Whether due to jet lag, my own emotional fatigue, or the maternal look in Grace’s eyes in the doorway-lit 4 x 6 foot room she lives in, I reached into my pocket and started counting a few shillings that I had shoved in there as an afterthought just before I boarded our vehicle to go out on the day's rounds. I had about 200 thousand shillings ($62) on me. I started to give them to her and she said “no.” I insisted and she relented, saying she would only take the 20 thousand she owed for the week; pride showing in her eyes. She would find some way to get the following weeks’ payment, she reassured me. I forced 50,000 shillings ($16) into her hand and she started to weep. Actually heaving sobs, her hands moving up to hide her face from me. Eventually she regained her composure. At that point the nurse who had been standing behind us and gave out a big laugh. In her heavily accented English she exclaimed, "Doctor, look at how she has relaxed, her shoulders have come down. We have never seen her like this; we have never seen her smile before." I thought, these few shillings are at this moment better than any pills we could give her, better than the morphine we had been supplying her for her cancer pain.
Harvard professor and a leading authority on palliative care in developing nations, Eric Krakauer MD PhD stresses that palliative care has to be defined differently in places like rural Uganda than in wealthier countries. While wealthier countries have programs that address the socioeconomic plight of the poor, this is not the case in less developed countries where there are no such safety nets and palliative care must address not only the medical symptoms and sufferings of the illness, but there is no way that one can succeed in ameliorating a patient’s sufferings without addressing their socioeconomic situation as well. It is a lesson we are learning in Uganda.

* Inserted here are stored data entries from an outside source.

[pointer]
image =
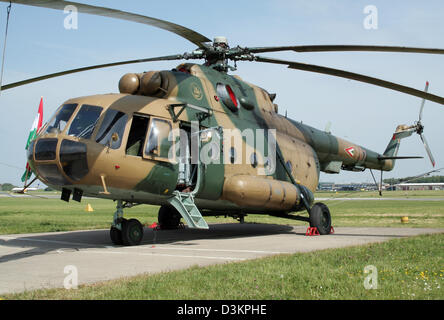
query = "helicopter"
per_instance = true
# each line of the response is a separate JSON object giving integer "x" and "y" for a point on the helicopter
{"x": 198, "y": 141}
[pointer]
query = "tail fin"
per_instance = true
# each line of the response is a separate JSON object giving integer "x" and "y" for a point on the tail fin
{"x": 391, "y": 152}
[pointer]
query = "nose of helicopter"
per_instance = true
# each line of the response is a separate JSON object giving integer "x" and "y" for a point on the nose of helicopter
{"x": 58, "y": 161}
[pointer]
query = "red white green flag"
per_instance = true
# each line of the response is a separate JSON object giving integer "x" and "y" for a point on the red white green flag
{"x": 36, "y": 126}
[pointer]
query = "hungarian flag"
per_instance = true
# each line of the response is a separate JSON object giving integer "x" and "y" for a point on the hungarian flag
{"x": 36, "y": 126}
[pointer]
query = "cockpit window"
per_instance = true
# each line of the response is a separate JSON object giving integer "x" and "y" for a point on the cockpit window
{"x": 158, "y": 144}
{"x": 61, "y": 118}
{"x": 85, "y": 121}
{"x": 112, "y": 128}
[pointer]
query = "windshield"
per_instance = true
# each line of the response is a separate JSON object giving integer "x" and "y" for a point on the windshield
{"x": 85, "y": 121}
{"x": 61, "y": 118}
{"x": 113, "y": 123}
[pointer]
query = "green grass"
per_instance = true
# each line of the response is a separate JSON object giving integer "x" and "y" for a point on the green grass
{"x": 410, "y": 268}
{"x": 30, "y": 214}
{"x": 385, "y": 194}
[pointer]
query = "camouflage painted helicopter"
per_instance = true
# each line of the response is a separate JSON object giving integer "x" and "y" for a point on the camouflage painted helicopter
{"x": 118, "y": 146}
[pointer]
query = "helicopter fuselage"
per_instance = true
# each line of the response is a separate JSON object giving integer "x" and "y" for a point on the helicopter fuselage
{"x": 121, "y": 147}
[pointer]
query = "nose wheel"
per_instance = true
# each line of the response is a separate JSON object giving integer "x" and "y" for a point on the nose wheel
{"x": 123, "y": 231}
{"x": 320, "y": 218}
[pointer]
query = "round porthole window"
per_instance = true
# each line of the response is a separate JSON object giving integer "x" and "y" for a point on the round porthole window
{"x": 232, "y": 155}
{"x": 253, "y": 160}
{"x": 289, "y": 165}
{"x": 228, "y": 97}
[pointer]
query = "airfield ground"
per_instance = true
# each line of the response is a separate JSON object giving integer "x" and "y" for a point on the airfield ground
{"x": 408, "y": 268}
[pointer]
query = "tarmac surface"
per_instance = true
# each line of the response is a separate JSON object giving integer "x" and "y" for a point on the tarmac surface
{"x": 33, "y": 261}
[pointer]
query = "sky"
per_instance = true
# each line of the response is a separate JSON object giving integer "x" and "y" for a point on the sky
{"x": 38, "y": 43}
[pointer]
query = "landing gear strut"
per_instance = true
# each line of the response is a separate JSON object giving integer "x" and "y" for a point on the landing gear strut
{"x": 168, "y": 217}
{"x": 123, "y": 231}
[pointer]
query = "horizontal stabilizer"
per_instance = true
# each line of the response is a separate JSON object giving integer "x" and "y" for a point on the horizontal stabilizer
{"x": 399, "y": 157}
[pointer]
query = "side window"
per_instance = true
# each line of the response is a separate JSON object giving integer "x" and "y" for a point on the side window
{"x": 158, "y": 144}
{"x": 85, "y": 121}
{"x": 112, "y": 128}
{"x": 61, "y": 118}
{"x": 136, "y": 137}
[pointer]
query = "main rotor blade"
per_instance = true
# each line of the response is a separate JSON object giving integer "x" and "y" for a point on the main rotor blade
{"x": 421, "y": 109}
{"x": 429, "y": 152}
{"x": 332, "y": 48}
{"x": 99, "y": 66}
{"x": 182, "y": 31}
{"x": 353, "y": 76}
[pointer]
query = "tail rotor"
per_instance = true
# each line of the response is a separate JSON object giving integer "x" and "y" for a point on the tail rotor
{"x": 418, "y": 128}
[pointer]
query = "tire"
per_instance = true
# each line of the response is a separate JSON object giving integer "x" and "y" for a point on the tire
{"x": 132, "y": 232}
{"x": 116, "y": 236}
{"x": 168, "y": 218}
{"x": 320, "y": 218}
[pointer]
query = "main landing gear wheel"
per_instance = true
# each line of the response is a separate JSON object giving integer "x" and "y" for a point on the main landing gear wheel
{"x": 168, "y": 218}
{"x": 116, "y": 236}
{"x": 132, "y": 232}
{"x": 320, "y": 218}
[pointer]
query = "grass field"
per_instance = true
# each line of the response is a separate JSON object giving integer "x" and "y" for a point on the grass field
{"x": 33, "y": 214}
{"x": 411, "y": 268}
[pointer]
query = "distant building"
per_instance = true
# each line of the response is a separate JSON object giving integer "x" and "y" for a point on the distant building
{"x": 420, "y": 186}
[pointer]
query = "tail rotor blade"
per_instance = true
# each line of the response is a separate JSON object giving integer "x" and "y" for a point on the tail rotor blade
{"x": 423, "y": 101}
{"x": 429, "y": 152}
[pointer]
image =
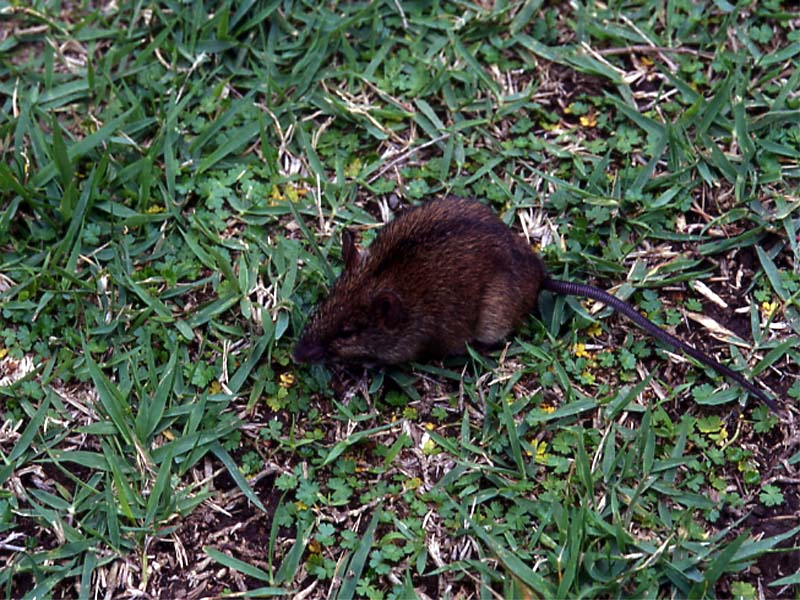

With Grace finally relaxed, she started to talk about her fears, her cancer, her future, as she never was willing before. We talked for a long time. And by the end, we had cried and laughed together. I walked out into the sunlight and this time I felt a little less remorse than usual. Well, if I'm to be honest, I still felt the gnawing regret that I should have done more. But there's tomorrow and I will be in touch with the team by internet to follow up with Grace. The goal is to hedge the bet and improve the odds. That’s what we do.
Howard
___________________________________________________________________________________
*The names and ages have been changed to protect the privacy of the patients.